If a company wants to move its shipment on a passenger flight (which tends to operate at higher frequency than freighters), it has to be registered as a known shipper, via the forwarder. As with the screening requirements, some of these aspects are not in the public domain, Saphir points out.
“One of our customers, who was a known shipper for years, got rid of two forwarders they had used and signed up two new ones. One of the new agents got them registered as a known shipper almost immediately, the other one struggled with it,” he recalls.
Saphir stresses that screening is performed at the piece level. A consignment of boxes shrink-wrapped on a skid will be taken apart so each box can be screened. Shippers can speed up the screening process and avoid possible damage by putting part shipments into a large box that counts as one unit, he says.
No industry executive harbors any doubt that the security regime for air cargo will continue to tighten. The next step in the works is the mandate that for all international air cargo shipments headed to the United States, shipment data have to be submitted to Customs and Border Protection in advance. The European Union is working on a similar regime for air freight entering its domain; Fried and Imbriani predict the rest of the world will follow over time, so U.S. exports will face similar requirements.
Fried is hopeful that national and regional regimes will be harmonized, which would facilitate compliance and processes greatly. In any case, the need to submit shipment data to the authorities at destination will affect cutoff times, forwarders warn.
The onus for submitting the data is with the air carriers, who will likely charge a fee. Fried expects that such fees and the efficiency of airlines in dealing with this mandate will become part of the criteria by which shippers and forwarders pick carriers.
Team Worldwide is trying to smooth the flow of data with its clientele. “We are expanding our ability to receive electronic information and link with our customers’ [enterprise resource planning] systems to make it easier for them to get the requisite information to us,” says Imbriani.
* The law’s full name is “Implementing Recommendations of the 9/11 Commission Act.”
AIR SHIPPING COMMODITIES
A CONVERSATION WITH TIM STRAUSS, VICE PRESIDENT OF CARGO OF HAWAIIAN AIRLINES
Global Trade: What commodities are shipped by air?
Tim Strauss: Goods that move via air cargo generally fall into one of four categories: High Value (electronics, fashion, pharmaceuticals); Perishable (flowers, fruits, vegetables, fresh fish and meat); Production Errors (quality, quantity or missed deadlines); and Inventory Carrying Cost (mostly impacted by cost of capital which has been low owing to global quantitative easing).

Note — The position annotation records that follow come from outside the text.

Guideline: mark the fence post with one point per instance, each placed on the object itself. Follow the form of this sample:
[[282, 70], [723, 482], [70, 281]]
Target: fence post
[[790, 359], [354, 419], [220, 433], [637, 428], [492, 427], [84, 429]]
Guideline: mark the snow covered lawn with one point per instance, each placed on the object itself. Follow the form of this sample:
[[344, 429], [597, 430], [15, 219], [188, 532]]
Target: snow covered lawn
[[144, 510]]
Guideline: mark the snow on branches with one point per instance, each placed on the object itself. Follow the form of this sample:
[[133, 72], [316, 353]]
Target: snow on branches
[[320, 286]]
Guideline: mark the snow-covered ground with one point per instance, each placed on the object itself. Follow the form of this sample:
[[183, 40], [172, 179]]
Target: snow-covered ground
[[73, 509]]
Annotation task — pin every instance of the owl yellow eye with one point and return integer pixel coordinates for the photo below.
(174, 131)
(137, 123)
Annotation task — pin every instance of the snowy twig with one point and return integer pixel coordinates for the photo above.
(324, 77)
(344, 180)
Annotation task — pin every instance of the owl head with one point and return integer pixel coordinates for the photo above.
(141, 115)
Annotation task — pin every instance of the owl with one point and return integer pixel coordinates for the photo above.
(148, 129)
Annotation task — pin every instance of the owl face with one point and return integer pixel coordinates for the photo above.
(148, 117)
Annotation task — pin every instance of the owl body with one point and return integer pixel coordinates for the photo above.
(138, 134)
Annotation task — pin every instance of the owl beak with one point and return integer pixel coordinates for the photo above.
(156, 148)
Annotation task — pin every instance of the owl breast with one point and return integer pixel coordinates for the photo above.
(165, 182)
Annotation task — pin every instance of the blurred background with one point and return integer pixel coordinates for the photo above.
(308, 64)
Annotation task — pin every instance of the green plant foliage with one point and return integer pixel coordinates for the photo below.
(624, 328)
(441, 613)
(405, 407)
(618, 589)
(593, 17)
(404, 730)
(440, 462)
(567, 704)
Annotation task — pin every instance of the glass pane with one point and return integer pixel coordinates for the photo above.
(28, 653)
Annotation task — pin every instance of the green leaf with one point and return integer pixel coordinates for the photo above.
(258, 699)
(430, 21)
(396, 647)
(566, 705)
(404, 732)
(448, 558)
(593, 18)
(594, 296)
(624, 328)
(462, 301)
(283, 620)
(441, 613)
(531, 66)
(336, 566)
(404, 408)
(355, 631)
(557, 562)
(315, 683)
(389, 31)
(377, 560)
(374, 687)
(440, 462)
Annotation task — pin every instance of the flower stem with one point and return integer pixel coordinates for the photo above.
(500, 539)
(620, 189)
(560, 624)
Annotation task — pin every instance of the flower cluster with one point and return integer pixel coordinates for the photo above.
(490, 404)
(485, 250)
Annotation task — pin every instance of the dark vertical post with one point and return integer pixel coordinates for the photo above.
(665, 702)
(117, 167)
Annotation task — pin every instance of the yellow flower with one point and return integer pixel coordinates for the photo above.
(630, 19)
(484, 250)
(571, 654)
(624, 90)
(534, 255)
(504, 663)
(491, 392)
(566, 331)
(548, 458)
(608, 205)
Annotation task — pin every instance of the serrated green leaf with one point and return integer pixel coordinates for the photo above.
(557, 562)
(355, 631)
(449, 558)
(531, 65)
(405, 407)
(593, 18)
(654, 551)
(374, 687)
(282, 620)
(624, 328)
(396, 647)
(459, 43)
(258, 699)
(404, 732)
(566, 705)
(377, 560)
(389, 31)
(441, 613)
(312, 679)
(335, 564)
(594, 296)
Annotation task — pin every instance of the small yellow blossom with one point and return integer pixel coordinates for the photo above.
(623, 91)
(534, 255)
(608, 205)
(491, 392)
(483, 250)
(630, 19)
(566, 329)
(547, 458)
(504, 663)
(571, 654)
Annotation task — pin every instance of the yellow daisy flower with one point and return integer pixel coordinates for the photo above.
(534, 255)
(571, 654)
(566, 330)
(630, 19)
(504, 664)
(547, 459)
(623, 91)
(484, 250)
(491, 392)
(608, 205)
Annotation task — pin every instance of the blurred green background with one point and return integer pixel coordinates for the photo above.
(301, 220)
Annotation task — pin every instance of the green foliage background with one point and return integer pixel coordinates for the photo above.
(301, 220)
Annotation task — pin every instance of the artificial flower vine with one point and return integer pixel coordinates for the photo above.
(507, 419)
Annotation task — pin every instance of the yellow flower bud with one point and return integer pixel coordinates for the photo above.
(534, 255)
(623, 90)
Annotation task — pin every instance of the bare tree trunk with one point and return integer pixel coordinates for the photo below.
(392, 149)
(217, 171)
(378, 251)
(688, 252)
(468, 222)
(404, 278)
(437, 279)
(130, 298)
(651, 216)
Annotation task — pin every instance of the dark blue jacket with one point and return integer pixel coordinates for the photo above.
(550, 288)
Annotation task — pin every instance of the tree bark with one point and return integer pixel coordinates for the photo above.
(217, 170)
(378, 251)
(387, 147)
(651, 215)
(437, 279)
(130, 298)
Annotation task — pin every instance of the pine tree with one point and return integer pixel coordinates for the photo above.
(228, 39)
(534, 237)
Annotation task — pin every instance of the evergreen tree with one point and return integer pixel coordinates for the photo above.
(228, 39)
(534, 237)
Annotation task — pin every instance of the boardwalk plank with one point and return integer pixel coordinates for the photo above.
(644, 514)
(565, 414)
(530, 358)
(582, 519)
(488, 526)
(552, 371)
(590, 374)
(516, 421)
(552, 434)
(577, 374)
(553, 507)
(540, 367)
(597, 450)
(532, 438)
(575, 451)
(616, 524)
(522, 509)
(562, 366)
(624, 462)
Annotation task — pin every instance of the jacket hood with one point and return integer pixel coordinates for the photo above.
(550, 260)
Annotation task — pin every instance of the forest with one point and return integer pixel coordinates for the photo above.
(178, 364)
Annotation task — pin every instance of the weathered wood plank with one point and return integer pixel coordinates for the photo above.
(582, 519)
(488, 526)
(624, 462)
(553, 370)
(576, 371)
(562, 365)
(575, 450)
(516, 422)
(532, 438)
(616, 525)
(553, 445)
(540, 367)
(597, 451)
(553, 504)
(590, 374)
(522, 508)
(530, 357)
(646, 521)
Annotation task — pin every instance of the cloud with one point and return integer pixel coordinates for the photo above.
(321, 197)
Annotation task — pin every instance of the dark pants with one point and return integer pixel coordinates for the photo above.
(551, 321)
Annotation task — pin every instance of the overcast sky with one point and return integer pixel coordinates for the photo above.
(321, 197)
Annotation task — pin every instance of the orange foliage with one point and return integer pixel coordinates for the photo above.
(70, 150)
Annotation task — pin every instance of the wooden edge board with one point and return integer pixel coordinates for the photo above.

Have there been any shifts over the past two to three years?
Three seismic shifts are occurring in the air cargo industry. In the past decade more than 2 percent of all air cargo has moved off aircraft and onto ships. The second change is in the exploding growth of Internet purchasing by consumers around the world creating expanded opportunities for forwarders and postal organizations to enter the e-commerce segment with an equally positive effect on air cargo. Last is the introduction of long-range, wide-body aircraft that have significantly increased cargo capacity on passenger aircraft. So, a meaningful shift to ocean, an increase in capacity and a timely expansion in e-commerce. Never dull in air cargo!
What can/should shippers do to ensure a smooth end-to-end flow involving air freight?
Start well and end well. The single-most important item shippers can do to ensure timely transportation of their goods is to be sure the shipping documents are accurate and complete prior to leaving the dock. In particular, make sure the commodity is descriptive and precise.